Cardiovascular Function and Biomechanics in HHcy
Cauchy stress vs stretch behavior in the longitudinal direction of representative aortas from rabbits fed with standard diet (green), HHcy (black), HCL (blue, and HHcy/HCL diets (red) for 10 weeks.
Cardiovascular diseases (CVD) are the leading cause of death worldwide. Among CVD, ischemic heart disease, stroke and peripheral artery disease, the main factor of which is atherosclerosis, remain the most common manifestations of CVD. Atherosclerosis is a chronic inflammatory disease that occurs primarily in large and medium-sized elastic and muscular arteries and leads to progressive thickening and stiffening of the artery wall. This latter is mainly caused by an alteration in collagen/elastin organization.

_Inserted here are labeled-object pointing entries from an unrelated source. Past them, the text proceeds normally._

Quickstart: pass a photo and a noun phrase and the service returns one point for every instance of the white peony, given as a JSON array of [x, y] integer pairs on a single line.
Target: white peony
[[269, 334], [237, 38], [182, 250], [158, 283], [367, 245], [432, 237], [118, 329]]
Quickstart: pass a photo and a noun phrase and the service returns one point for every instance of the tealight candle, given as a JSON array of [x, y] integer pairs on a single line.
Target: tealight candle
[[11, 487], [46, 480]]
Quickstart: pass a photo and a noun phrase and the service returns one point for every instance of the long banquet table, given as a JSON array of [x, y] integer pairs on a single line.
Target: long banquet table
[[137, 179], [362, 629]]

Currently, only half of all cases of atherosclerosis can be explained by established risk factors, including hypercholesterolemia (HCL). In addition to the well-known traditional risk factors, hyperhomocysteinemia (HHcy), characterized by an increased concentration of homocysteine (Hcy) in the plasma, has emerged as a new independent risk factor for atherosclerosis. In addition, HHcy has also been linked to an increased risk of myocardial infarction in several studies. Since the role of HHcy in atherosclerosis is not well understood and the treatment of HHcy-associated consequences has not yet been investigated, the main aim of this research project is to clarify how this independent risk factor influences the biomechanical properties of the aorta and myocardium.

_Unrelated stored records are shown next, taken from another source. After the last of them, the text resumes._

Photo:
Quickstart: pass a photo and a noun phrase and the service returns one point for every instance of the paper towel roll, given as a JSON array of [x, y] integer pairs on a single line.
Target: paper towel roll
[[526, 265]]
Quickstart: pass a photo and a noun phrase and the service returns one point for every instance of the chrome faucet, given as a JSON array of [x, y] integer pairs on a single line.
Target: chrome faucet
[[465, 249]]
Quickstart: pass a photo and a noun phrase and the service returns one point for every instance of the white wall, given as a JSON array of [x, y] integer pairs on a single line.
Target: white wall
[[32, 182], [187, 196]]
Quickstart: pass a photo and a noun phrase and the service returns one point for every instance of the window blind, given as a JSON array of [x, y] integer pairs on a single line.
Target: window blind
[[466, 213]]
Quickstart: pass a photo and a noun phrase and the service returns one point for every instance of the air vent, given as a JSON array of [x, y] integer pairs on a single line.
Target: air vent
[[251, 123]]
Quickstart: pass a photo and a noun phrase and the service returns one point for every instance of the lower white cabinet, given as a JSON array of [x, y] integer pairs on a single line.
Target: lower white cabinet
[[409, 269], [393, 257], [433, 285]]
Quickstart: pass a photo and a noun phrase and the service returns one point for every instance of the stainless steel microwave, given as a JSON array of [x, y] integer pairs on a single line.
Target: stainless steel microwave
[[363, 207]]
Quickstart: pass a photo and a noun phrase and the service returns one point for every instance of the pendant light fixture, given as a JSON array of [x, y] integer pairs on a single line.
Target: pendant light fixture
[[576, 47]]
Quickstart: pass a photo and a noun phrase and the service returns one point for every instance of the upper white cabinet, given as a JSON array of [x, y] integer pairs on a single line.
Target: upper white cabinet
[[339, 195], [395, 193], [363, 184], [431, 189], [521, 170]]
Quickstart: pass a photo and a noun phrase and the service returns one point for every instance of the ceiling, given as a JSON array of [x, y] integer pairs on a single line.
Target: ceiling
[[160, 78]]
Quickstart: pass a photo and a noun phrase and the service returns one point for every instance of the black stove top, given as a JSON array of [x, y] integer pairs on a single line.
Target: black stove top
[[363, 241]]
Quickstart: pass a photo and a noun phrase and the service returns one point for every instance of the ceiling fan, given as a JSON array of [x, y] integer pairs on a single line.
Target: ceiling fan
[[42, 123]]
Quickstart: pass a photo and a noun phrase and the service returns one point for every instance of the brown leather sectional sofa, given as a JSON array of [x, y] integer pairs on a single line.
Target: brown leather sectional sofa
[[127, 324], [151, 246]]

To this end, mechanical tests are performed with a wide range of loading rates and applied strains, as well as microstructural studies on aortic and myocardial samples collected from rabbits fed with different types of diets affecting both plasma Hcy content and the onset of arteriosclerosis. In a previous study examining the influence of HHcy on rabbit aortic tissues, it was shown that the HHcy diet was sufficient to induce stiffening of the aorta even in the absence of HCL. In addition, this study demonstrates that the combination of HHcy and HCL produces greater aortic wall thickening and tissue atherogenic transformation compared to the standard diet. To diagnose CVD in HHcy and to realize novel therapy and prevention strategies, the experimental activity will be combined with computations. In the second part of the project, experimental data will be used to develop a mathematical model to understand if and how HHcy affects the biomechanical properties of the aorta and myocardium in rabbits.
The long-term goal is to use the proposed mathematical model to analyse the influence of further plasma Hcy concentrations on the biomechanical properties of aortic and myocardial tissue in silico.